Mentioning the late November killing of Lebanese nationals in an ambush by the Syrian army in the border town of Tal Kalakh, as well as reports of Hezbollah members fighting inside Syria, Ban urged commitment to the country’s policy of dissociation from the crisis in the war torn country.

“I call upon all Lebanese political leaders to act to ensure that Lebanon remains neutral in respect of external conflicts consistent with their commitment in the Baabda Declaration,” said Ban, in reference to an agreement by rival Lebanese leaders to keep the country neutral in regards to regional developments.

In the 17-page document, Ban said that major obligations outlined in U.N. Resolution 1701 are still “outstanding,” indicating that illegal arms are still present in south Lebanon, a Hezbollah stronghold, where the United Nations Interim Forces in Lebanon operate.

The U.N. recorded two attempts to launch rockets from Lebanon to Israel during the latest November weeklong conflict between Israel and Hamas in Gaza, the report said. Ban also voiced concern over a large explosion that rocked the southern Lebanese town of Tair Harfa in December.

As for Lebanon’s political situation, Ban said the uncertain security situation in Lebanon has led the country to a “political stalemate” and affected the expected parliamentary elections scheduled for June 9, stressing that the polls must be held on time.

“I am concerned that disagreements over the electoral law have overshadowed necessary preparations for the elections,” Ban said.

“I encourage all parties in Lebanon to work to ensure that elections take place on a consensual basis within the legal constitutional timeframe.”

In his report, Ban also told the U.N. that Lebanon is facing “increasing challenges” with the influx of Syrian refugees to the country and asked for Lebanon to be provided with the funds pledged earlier this year by the international community to assist the country in hosting Syrians fleeing violence.

“Quick delivery of these pledges is a key priority now if the suffering of the refugees is to be alleviated and if Lebanon is to sustain its capacity to address increased numbers of refugees at the current rates of influx,” Ban said.

In a conference in Kuwait on Jan. 30, Lebanon appealed to the Arab League and the international donor community for some $200 million to help the government cope with a rising number of Syrian refugees in Lebanon, which has reached over 300,000 refugees, a number expected to increase to more than half a million by this summer.

Ban also hailed the president’s effort in bringing together Lebanese parties over a national defense strategy and urged Lebanese politicians to return to the dialogue table following the crisis sparked by the assassination of a senior security official Brig. Gen. Wissam al-Hasan.

The U.N. chief also said that the Oct. 19 killing of Hasan should not go unpunished, nor should other assassination attempts, so as to spare politicians from living amid death threats.

Ban said the National Dialogue would be the “best mechanism” to ensure an agreement would be reached on ensuring arms were kept within the Lebanese state.

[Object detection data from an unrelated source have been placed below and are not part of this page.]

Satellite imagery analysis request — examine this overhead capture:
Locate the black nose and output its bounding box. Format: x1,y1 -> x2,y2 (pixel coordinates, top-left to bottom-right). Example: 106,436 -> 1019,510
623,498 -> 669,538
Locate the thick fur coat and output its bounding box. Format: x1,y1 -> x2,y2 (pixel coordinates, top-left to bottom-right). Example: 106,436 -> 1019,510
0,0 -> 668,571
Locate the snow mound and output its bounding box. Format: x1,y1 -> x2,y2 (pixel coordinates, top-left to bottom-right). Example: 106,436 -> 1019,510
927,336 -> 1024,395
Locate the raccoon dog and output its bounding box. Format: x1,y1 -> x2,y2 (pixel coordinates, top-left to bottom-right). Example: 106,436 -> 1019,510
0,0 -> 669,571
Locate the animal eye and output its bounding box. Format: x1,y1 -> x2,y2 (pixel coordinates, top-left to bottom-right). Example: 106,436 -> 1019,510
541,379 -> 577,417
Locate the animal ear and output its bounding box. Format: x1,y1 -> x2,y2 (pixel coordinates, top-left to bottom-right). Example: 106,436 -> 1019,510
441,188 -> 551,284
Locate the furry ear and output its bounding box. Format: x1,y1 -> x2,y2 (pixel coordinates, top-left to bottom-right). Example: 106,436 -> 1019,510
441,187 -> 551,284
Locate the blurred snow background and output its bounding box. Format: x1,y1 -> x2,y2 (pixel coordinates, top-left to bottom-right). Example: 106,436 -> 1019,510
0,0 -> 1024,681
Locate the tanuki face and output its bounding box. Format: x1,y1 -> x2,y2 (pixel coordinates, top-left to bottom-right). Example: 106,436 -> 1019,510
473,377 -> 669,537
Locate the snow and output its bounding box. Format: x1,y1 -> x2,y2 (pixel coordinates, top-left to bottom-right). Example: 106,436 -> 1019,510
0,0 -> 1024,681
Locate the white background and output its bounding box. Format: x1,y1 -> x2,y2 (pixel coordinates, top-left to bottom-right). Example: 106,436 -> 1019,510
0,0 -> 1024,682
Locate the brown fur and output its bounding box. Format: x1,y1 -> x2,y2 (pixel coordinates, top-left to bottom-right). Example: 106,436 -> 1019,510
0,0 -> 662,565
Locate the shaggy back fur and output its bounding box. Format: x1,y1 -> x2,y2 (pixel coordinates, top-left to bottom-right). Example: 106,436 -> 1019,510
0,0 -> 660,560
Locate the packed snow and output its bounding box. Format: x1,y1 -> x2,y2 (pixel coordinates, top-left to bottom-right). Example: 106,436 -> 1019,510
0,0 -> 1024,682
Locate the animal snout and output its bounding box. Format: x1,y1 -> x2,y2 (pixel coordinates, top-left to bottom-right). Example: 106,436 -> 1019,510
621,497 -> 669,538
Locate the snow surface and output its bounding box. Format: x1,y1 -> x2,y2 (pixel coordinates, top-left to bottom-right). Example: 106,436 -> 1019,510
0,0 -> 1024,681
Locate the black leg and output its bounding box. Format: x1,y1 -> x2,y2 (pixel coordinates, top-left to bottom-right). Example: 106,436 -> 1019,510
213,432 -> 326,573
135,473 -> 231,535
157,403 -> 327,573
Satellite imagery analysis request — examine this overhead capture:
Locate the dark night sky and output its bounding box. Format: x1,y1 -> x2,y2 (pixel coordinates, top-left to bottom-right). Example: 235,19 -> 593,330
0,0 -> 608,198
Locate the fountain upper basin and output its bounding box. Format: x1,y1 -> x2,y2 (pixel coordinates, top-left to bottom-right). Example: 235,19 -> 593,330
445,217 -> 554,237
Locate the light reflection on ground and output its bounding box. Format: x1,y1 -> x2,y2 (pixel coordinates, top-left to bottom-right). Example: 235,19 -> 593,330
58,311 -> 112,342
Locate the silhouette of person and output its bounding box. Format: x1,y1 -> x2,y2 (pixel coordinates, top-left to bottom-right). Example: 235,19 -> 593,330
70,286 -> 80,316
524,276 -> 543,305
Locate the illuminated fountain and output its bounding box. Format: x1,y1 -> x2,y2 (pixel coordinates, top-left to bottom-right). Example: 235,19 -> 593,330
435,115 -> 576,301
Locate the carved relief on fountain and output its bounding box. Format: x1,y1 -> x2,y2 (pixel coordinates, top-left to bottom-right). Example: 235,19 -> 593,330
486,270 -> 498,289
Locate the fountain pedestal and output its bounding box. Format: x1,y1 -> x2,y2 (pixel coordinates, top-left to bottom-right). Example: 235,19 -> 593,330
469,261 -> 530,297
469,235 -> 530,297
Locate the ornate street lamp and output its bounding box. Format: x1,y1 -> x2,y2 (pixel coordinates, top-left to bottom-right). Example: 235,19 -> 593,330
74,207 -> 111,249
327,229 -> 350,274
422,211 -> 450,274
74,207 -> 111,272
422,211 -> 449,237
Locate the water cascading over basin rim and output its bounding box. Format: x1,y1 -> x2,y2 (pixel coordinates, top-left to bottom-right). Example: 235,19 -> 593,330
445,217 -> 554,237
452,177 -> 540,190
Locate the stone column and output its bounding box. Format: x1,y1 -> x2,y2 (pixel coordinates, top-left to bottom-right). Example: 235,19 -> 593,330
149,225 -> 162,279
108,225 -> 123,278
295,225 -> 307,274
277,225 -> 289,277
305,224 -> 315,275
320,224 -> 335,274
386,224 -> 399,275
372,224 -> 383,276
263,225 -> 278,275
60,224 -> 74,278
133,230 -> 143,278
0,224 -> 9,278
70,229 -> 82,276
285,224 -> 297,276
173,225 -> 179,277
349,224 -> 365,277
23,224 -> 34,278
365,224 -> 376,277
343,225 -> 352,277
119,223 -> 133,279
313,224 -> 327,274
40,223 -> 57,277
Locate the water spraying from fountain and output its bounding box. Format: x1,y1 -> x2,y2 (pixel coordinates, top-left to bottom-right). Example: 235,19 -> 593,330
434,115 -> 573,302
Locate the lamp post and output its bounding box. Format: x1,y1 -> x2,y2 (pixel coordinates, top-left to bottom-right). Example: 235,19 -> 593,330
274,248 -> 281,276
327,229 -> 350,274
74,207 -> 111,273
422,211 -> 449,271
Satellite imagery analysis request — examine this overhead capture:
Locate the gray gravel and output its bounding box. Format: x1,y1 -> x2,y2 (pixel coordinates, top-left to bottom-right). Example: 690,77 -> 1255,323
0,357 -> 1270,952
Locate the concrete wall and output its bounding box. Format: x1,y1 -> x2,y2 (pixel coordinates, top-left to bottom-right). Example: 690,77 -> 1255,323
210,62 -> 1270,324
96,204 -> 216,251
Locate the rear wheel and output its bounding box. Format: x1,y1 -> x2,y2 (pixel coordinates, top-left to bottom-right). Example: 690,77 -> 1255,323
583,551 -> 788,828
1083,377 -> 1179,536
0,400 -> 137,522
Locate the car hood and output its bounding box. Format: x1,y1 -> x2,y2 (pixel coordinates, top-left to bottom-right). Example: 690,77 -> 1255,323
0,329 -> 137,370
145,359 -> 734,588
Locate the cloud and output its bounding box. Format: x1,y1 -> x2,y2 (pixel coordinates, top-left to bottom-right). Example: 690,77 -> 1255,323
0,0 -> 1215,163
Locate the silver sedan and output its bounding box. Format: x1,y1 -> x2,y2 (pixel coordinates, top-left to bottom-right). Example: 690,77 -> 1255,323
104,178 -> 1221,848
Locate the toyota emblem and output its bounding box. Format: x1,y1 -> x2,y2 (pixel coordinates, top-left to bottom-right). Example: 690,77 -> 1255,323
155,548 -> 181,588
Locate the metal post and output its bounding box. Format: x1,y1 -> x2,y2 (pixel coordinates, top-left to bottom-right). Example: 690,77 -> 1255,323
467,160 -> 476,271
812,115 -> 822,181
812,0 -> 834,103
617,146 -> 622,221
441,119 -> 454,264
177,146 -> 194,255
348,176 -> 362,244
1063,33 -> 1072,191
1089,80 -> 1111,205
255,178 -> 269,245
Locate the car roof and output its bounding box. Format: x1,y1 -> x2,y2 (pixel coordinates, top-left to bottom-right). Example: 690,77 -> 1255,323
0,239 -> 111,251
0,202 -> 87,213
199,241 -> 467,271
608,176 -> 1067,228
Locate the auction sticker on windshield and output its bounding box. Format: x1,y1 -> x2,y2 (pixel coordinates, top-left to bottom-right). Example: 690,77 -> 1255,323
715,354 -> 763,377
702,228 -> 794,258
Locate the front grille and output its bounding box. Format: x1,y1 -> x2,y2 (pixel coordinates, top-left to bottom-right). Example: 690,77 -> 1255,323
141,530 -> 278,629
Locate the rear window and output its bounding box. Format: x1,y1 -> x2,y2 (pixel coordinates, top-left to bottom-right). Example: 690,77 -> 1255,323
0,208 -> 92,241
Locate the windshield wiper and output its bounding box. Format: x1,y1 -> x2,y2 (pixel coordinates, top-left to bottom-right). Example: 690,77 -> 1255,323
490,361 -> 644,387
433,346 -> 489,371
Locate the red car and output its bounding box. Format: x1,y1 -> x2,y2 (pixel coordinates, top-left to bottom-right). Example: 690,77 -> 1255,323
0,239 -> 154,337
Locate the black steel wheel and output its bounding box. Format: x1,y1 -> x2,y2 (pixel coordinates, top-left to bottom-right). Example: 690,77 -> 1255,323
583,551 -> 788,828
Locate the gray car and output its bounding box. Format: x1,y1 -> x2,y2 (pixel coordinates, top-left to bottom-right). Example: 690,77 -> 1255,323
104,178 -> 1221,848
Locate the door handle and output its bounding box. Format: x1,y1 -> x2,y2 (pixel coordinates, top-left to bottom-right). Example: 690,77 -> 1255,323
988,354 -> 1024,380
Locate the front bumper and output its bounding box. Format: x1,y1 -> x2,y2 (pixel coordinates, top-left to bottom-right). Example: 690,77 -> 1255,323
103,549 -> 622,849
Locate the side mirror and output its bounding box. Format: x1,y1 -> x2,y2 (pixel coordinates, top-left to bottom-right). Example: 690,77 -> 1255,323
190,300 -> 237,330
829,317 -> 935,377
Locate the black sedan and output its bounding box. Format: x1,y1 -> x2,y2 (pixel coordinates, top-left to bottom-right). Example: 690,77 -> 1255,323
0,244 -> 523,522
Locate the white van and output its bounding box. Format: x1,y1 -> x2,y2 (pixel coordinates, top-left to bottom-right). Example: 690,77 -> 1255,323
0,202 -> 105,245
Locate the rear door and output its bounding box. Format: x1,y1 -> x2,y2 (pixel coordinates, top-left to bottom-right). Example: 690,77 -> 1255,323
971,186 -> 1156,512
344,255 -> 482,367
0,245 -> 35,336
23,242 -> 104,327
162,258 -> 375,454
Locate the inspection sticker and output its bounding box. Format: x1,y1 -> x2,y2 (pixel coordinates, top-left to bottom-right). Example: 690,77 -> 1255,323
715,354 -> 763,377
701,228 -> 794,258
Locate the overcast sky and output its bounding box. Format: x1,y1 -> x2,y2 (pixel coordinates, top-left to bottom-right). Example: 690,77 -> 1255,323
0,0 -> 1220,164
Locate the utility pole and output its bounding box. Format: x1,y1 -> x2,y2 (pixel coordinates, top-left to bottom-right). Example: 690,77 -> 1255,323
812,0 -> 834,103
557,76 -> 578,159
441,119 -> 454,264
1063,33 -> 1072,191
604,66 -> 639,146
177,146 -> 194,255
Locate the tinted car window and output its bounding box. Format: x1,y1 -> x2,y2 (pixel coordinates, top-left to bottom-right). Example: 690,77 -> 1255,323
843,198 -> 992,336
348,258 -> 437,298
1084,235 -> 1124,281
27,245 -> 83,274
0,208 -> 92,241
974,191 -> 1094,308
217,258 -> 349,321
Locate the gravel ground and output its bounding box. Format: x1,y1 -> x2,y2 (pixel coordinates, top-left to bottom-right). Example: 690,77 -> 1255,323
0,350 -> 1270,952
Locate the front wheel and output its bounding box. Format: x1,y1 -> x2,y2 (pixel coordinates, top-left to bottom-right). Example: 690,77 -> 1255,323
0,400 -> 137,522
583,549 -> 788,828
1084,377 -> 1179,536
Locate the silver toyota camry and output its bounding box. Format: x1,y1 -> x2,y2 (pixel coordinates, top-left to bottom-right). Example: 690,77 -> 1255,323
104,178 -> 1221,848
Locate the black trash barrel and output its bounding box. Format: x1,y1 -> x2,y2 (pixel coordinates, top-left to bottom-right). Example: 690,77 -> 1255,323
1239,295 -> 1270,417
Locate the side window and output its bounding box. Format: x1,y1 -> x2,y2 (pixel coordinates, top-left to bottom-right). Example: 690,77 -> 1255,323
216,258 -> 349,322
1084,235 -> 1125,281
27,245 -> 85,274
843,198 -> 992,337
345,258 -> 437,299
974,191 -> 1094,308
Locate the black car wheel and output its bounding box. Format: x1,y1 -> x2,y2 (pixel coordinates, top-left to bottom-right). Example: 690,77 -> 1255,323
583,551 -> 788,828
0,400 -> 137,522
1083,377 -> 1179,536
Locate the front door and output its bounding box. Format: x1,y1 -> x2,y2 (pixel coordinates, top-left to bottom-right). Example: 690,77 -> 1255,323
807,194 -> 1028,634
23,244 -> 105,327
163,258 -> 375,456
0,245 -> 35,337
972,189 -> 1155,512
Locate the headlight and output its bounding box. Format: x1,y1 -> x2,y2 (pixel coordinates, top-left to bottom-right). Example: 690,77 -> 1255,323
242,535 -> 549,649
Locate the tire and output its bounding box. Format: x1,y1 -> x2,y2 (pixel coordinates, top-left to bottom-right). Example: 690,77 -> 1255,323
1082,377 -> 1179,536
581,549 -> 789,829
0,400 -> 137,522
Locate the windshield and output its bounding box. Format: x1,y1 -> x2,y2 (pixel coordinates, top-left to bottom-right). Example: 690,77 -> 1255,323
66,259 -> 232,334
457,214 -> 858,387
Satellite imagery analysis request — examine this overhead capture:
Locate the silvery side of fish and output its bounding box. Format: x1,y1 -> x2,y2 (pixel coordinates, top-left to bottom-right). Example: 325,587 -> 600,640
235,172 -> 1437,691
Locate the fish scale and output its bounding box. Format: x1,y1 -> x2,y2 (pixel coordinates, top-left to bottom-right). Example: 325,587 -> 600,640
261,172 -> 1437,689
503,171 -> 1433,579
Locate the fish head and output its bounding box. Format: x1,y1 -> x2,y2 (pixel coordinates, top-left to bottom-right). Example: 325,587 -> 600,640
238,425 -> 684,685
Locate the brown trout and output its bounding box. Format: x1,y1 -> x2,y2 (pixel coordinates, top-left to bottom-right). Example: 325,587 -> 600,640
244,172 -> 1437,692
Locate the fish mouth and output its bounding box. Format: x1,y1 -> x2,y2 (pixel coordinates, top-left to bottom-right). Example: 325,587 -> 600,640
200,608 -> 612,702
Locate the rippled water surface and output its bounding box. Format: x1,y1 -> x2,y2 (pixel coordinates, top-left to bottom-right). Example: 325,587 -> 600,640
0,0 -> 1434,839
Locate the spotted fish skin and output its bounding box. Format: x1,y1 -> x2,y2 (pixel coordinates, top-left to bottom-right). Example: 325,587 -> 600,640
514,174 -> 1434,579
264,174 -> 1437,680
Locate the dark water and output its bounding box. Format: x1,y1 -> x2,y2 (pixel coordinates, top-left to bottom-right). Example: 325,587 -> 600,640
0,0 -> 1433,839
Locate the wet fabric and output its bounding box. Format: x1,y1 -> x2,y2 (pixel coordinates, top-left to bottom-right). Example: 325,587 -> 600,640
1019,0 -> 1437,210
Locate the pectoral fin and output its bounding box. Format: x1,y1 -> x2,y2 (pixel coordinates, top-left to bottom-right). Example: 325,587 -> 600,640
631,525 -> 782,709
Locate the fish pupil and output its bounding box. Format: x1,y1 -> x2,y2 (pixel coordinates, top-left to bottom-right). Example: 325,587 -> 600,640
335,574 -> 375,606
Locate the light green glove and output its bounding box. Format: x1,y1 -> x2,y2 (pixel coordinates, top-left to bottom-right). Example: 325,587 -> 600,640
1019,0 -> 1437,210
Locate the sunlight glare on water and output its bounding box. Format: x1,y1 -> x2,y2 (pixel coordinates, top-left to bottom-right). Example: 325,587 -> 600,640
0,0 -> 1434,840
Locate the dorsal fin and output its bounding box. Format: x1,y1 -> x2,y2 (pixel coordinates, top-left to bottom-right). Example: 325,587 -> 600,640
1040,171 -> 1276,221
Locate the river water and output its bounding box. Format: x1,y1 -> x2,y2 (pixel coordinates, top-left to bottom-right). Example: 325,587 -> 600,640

He cited repeated security incidents in the northern city of Tripoli, saying that the recurrence of armed clashes “underlines the extent to which Lebanon needs to take further concrete steps to counter the prevalence of weapons outside the authority of the state.”

Ban also voiced concern over some “aggressive behavior towards UNIFIL personnel,” but added that the number of incidents between southern residents and soldiers operating in the international troops is “marginal.”

He also hailed the efforts by the Lebanese Army in light of rising security challenges in the country and the region and said the Army has “for the first time, at the prompting of the Lebanese government, sought to prioritize strategically its immediate needs in light of those multiple challenges.”

In his previous report issued last year, Ban also stressed the need for commitment to dissociation from events in Syria and hailed President Sleiman’s efforts to resume Dialogue, reiterating that Hezbollah and other group’s continued possession of arms outside state control violates Resolutions 1559 and 1701.